On a continental scale, the seismicity of central and eastern Asia is a result of northward convergence of the India plate against the Eurasia plate with a velocity of about 50 mm/y. The convergence of the two plates is broadly accommodated by the uplift of the Asian highlands and by the motion of crustal material to the east away from the uplifted Tibetan Plateau.The collision of the Indian plate into the Asian plate (convergence) activated faults that had both convergent and transform components to them.
The territory of China is divided into two parts in terms of seismicity, neotectonic, geodynamics. Border can be made from 105 meridian.
The earthquakes in western China (approximately west of 105°E) occur within the diffuse Indo-Eurasian plate-boundary zone (E-W–trending fault systems), which extends thousands of kilometers into Asia. Quaternary fault movements and global positioning system (GPS) measurements indicate a strong influence of the Indo-Asian collision on crustal motion in continental China. The effects of the collisional plate-boundary force are largely limited to western China.

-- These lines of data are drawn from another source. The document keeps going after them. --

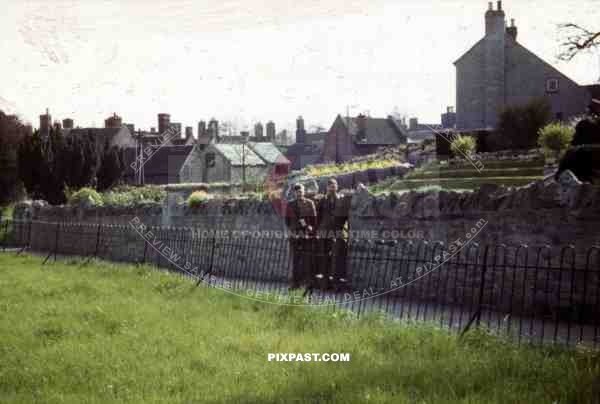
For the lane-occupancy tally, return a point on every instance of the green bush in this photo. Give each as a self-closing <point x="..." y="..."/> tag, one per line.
<point x="86" y="196"/>
<point x="127" y="195"/>
<point x="464" y="145"/>
<point x="197" y="198"/>
<point x="555" y="138"/>
<point x="518" y="125"/>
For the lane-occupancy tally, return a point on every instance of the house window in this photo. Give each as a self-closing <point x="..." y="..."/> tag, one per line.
<point x="210" y="160"/>
<point x="281" y="169"/>
<point x="552" y="85"/>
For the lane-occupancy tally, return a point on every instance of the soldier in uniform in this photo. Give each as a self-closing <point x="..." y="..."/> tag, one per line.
<point x="332" y="217"/>
<point x="301" y="222"/>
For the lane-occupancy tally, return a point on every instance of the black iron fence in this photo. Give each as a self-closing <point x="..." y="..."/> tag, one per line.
<point x="538" y="294"/>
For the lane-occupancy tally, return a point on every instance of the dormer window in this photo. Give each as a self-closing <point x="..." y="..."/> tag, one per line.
<point x="552" y="85"/>
<point x="210" y="160"/>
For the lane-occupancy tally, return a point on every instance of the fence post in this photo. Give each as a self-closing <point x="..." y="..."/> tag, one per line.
<point x="55" y="245"/>
<point x="56" y="241"/>
<point x="212" y="257"/>
<point x="482" y="286"/>
<point x="5" y="236"/>
<point x="477" y="314"/>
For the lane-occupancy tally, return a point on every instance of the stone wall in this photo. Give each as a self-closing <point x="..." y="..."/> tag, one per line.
<point x="391" y="236"/>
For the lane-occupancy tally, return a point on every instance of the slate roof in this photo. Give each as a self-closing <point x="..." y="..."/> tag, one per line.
<point x="302" y="154"/>
<point x="162" y="167"/>
<point x="107" y="133"/>
<point x="268" y="152"/>
<point x="379" y="131"/>
<point x="233" y="153"/>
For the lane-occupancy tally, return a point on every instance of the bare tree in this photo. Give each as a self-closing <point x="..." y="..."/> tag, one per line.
<point x="578" y="39"/>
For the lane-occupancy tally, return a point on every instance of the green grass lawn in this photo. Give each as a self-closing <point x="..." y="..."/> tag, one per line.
<point x="108" y="333"/>
<point x="464" y="177"/>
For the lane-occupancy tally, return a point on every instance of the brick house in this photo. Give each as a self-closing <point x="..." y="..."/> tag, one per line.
<point x="229" y="162"/>
<point x="498" y="71"/>
<point x="361" y="135"/>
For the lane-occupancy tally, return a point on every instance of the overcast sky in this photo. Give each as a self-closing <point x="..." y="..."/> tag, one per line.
<point x="251" y="60"/>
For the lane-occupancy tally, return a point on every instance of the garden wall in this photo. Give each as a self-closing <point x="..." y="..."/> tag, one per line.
<point x="492" y="225"/>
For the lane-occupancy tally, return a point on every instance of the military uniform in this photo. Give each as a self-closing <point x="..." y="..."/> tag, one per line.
<point x="301" y="221"/>
<point x="332" y="216"/>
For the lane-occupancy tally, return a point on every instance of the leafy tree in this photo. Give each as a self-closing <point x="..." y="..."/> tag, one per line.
<point x="577" y="39"/>
<point x="518" y="125"/>
<point x="12" y="133"/>
<point x="111" y="168"/>
<point x="555" y="138"/>
<point x="464" y="145"/>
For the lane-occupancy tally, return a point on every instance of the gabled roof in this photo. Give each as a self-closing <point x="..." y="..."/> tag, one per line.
<point x="162" y="167"/>
<point x="238" y="154"/>
<point x="107" y="133"/>
<point x="378" y="131"/>
<point x="268" y="152"/>
<point x="303" y="154"/>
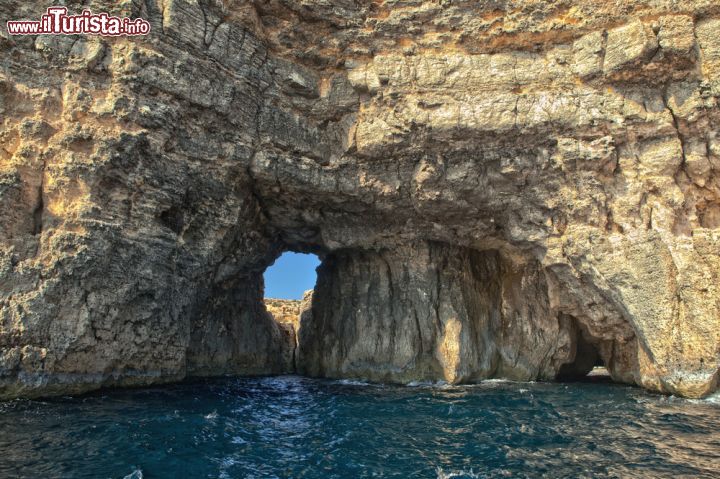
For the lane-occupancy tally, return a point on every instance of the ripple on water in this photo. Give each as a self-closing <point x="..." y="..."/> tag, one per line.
<point x="294" y="427"/>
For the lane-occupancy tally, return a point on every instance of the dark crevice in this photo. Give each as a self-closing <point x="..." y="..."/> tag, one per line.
<point x="38" y="213"/>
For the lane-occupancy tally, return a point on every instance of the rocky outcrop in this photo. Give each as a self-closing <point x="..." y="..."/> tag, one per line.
<point x="496" y="189"/>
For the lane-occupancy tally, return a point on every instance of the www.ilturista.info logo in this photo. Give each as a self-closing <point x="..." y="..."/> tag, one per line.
<point x="57" y="22"/>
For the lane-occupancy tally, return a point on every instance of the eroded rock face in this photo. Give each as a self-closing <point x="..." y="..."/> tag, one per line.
<point x="542" y="171"/>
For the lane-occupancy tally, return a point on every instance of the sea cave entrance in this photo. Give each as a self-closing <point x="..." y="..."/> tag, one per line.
<point x="288" y="286"/>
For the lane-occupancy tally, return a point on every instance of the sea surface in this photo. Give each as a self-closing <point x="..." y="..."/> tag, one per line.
<point x="295" y="427"/>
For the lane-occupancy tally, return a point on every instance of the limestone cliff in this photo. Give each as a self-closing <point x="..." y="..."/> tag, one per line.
<point x="494" y="187"/>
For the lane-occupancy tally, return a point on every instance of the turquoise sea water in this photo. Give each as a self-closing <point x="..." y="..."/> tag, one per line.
<point x="295" y="427"/>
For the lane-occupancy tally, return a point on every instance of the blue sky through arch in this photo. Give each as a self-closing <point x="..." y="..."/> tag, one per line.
<point x="291" y="275"/>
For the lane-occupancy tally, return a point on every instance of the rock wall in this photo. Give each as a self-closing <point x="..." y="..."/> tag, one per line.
<point x="544" y="170"/>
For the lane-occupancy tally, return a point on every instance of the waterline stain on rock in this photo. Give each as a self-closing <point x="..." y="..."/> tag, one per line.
<point x="482" y="198"/>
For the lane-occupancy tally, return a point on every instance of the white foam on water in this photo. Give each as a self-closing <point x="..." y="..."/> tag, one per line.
<point x="353" y="382"/>
<point x="136" y="474"/>
<point x="456" y="474"/>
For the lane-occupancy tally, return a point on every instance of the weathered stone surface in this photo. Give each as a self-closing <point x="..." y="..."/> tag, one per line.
<point x="551" y="167"/>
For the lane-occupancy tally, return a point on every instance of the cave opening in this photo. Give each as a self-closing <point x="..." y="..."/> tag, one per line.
<point x="588" y="363"/>
<point x="288" y="286"/>
<point x="291" y="275"/>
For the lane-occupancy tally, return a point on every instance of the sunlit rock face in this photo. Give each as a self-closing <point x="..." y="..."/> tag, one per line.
<point x="492" y="186"/>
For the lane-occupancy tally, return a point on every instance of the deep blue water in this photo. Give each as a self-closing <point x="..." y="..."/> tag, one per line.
<point x="294" y="427"/>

Quaternary tectonics is clearly controlled by the Indo-Asian collision, which has caused roughly N-S crustal contraction over a broad region extending from the Himalayan front all the way to the Altai Mountains. Deformations are largely localized within the roughly E-W–oriented fault zones that separate the region into a hierarchy of tectonic units. Within each unit, deformation is relatively coherent. The first order tectonic units include the Himalayan-Tibetan Plateau, the Tarim block, and the Tianshan mountain belt.

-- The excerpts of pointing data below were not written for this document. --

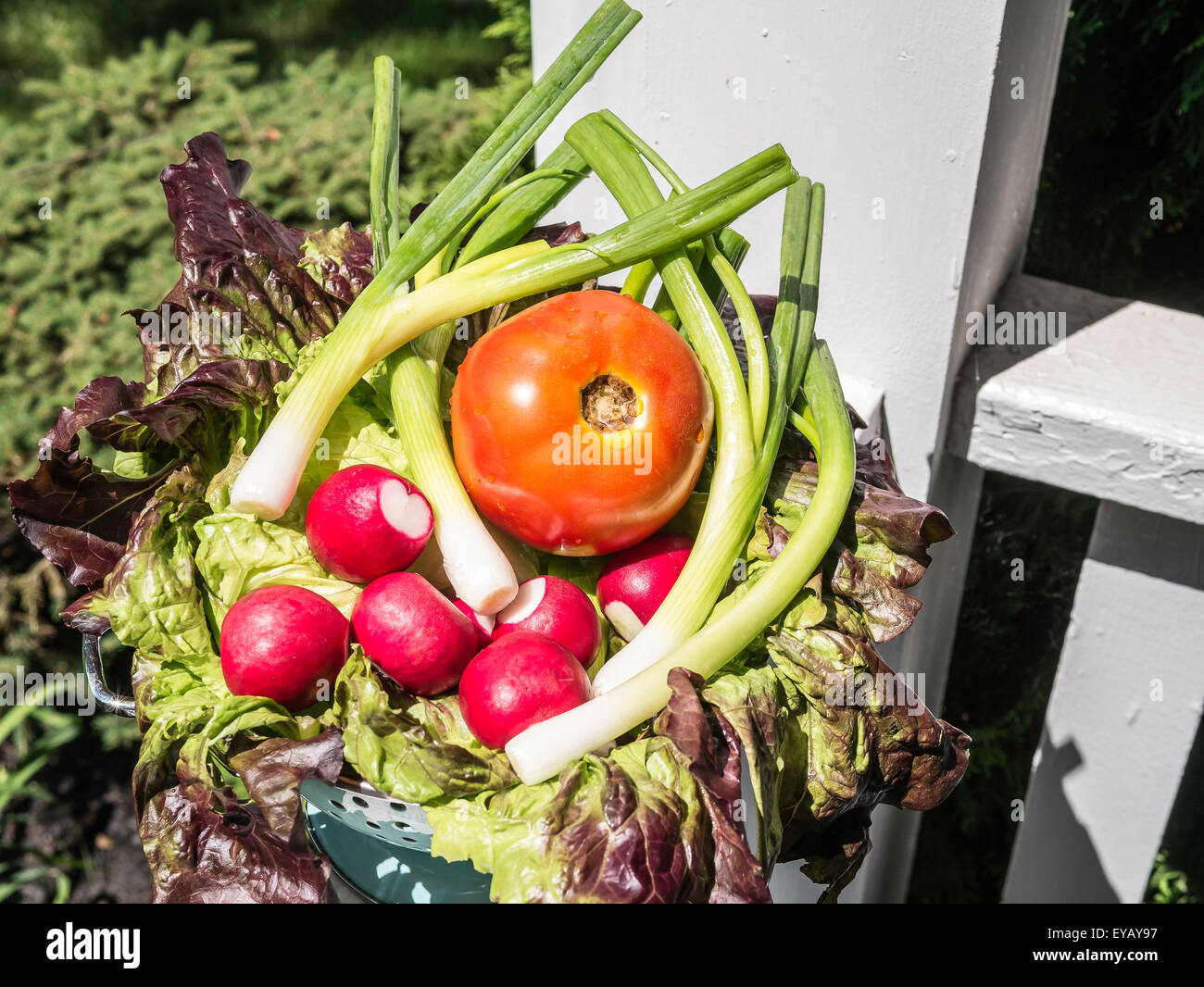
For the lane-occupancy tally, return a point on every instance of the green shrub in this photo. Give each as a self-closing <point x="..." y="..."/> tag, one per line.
<point x="87" y="233"/>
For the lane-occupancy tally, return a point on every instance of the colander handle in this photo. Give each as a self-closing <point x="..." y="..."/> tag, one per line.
<point x="109" y="701"/>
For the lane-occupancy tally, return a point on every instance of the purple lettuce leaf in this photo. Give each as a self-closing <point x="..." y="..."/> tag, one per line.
<point x="205" y="847"/>
<point x="273" y="770"/>
<point x="710" y="749"/>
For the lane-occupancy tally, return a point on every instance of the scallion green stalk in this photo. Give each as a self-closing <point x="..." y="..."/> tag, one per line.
<point x="269" y="480"/>
<point x="385" y="321"/>
<point x="731" y="506"/>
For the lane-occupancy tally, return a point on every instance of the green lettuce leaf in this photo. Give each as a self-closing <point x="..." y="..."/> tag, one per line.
<point x="409" y="746"/>
<point x="624" y="829"/>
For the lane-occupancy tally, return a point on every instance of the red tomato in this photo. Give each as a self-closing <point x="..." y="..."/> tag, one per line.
<point x="581" y="425"/>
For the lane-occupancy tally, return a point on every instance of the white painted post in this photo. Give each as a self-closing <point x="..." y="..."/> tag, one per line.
<point x="1126" y="703"/>
<point x="1114" y="412"/>
<point x="892" y="106"/>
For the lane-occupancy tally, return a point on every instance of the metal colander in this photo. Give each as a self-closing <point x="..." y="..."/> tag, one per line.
<point x="378" y="847"/>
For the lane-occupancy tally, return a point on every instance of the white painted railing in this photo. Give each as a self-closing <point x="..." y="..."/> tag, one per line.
<point x="926" y="119"/>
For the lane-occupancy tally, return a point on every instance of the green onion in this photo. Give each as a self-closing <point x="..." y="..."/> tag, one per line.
<point x="734" y="500"/>
<point x="541" y="751"/>
<point x="269" y="480"/>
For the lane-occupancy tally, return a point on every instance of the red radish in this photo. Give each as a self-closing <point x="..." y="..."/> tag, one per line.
<point x="557" y="609"/>
<point x="365" y="521"/>
<point x="519" y="681"/>
<point x="636" y="581"/>
<point x="483" y="622"/>
<point x="413" y="633"/>
<point x="283" y="642"/>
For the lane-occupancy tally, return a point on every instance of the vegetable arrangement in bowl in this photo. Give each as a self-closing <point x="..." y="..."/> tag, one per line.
<point x="546" y="558"/>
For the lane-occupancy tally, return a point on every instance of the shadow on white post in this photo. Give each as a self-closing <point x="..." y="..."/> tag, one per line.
<point x="910" y="115"/>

The Himalayan-Tibetan Plateau is bounded on the southern side by the Indo-Eurasian plate-boundary fault zone, where Holocene slip rates are as high as 15–18 mm/yr (Lavé and Avouac, 2000) and seismicity is intense. The northern side of the plateau is marked by the sinistral Altyn Tagh–Qilian–Haiyuan fault system. Estimates of Holocene slip rates on these faults vary signifycantly among previous studies: ~4–30 mm/yr on the Altyn Tagh fault and ~3–19 mm/yr on the Haiyuan fault (Peltzer et al., 1989; Peltzer and Saucier, 1996; Deng et al., 2002; Lasserre et al., 2002).
The Tarim Basin is a rigid block with little internal deformation or seismicity (Avouac et al., 1993; Lu et al., 1994; Allen et al., 1999; Molnar and Ghose, 2000; Kao et al., 2001; Yang and Liu, 2002). The Tianshan mountain belt has been rejuvenated by the Indo-Asian collision since the Tertiary. Across the Tianshan mountain belt, active crustal shortening is 7–15 mm/yr estimated from balanced crustal sections. The amount of shortening decreases from west to east along the mountain belt (Deng et al., 2002). The Tianshan mountain belt is bounded by thrust and strike-slip faults with intense seismicity, manifesting the far-field impact of the Indo-Asian collision.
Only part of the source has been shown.